パナソニックに聞く、顧客起点と未来思考で生み出すコンセプト

木村博光氏(パナソニック)

    「コンセプト開発」の極意

    ☑「足し算」から「引き算」の企画へと転換し、顧客に対し本質価値を魅せる。

    ☑自社を象徴するアイコンを導き出し、「成熟」と「新規」両面で開発する。

    ☑未来のくらしを起点にしたバックキャスト、価値創出が「未来の定番」をつくりだす。

本質を魅せるアイコン化で顧客にダイレクトに伝える

昨今、ウェルビーイングの重要性が盛んに叫ばれるようになりましたが、コロナ禍に端を発したライフスタイルの変化から、その注目度はますます高まっています。

戦後日本は経済成長を経て豊かな国になりました。大量生産・大量消費が進む中、2000年代にはデジタル化と多機能の時代を迎えます。そうして機能を高める“足し算”の企画で他社との差別化を図るようになりましたが、次第に顧客にとって欲しいものがない状態になってしまいました。家電のコモディティ化です。

こうした時代背景の中で、我々はくらしの原点への回帰、豊かさの再定義について考え、家電のあり方を見直し始めています。例えば、食なら「簡単で便利な調理家電」から「体験も含めたおいしさの提供」へ、美容では「外見の美しさ」から「内面や心の美しさ」を、家事では「労働の軽減」から「清々しい家事体験」というように。その結果、導き出されたのが“足し算”から“引き算”の企画への転換です。具体事例を挙げながら説明しましょう。

ひとつ目が新しい「マイスペック」という調理家電のシリーズです。調理家電は多機能化が進みましたが、一方で機能が多すぎるがゆえに使いにくい、結局限られた機能しか使わないという現状がありました。マイスペックシリーズのオーブンレンジは、基本的にはレンジとオーブンの最小限の機能のみです。そして必要なアタッチメントを購入してアプリと連携すれば、グリルやスチーム調理など自分仕様に機能をアップデートできます。

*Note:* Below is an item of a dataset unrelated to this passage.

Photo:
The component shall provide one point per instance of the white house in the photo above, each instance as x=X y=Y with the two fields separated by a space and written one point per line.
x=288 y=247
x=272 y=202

炊飯器でもアプリでアップデートされるコースや調理レシピで一人ひとりにちょうどいいおいしさを提供。アプリ側で機能を充実し、機器本体は徹底的に要素を整理することで、日々の使用性も佇まいも「ちょうどいい」調理家電を実現しました。

ふたつ目が「バイタリフトかっさ」です。かっさは中国で古来よりヘラ状の石を用いて行われてきた民間療法のひとつです。従来品は凹凸した形で用途が分かりにくい商品でしたが、上質なスキンケア体験の提供をメッセージとして伝えるために、かっさの原型である石をメタファーとしました。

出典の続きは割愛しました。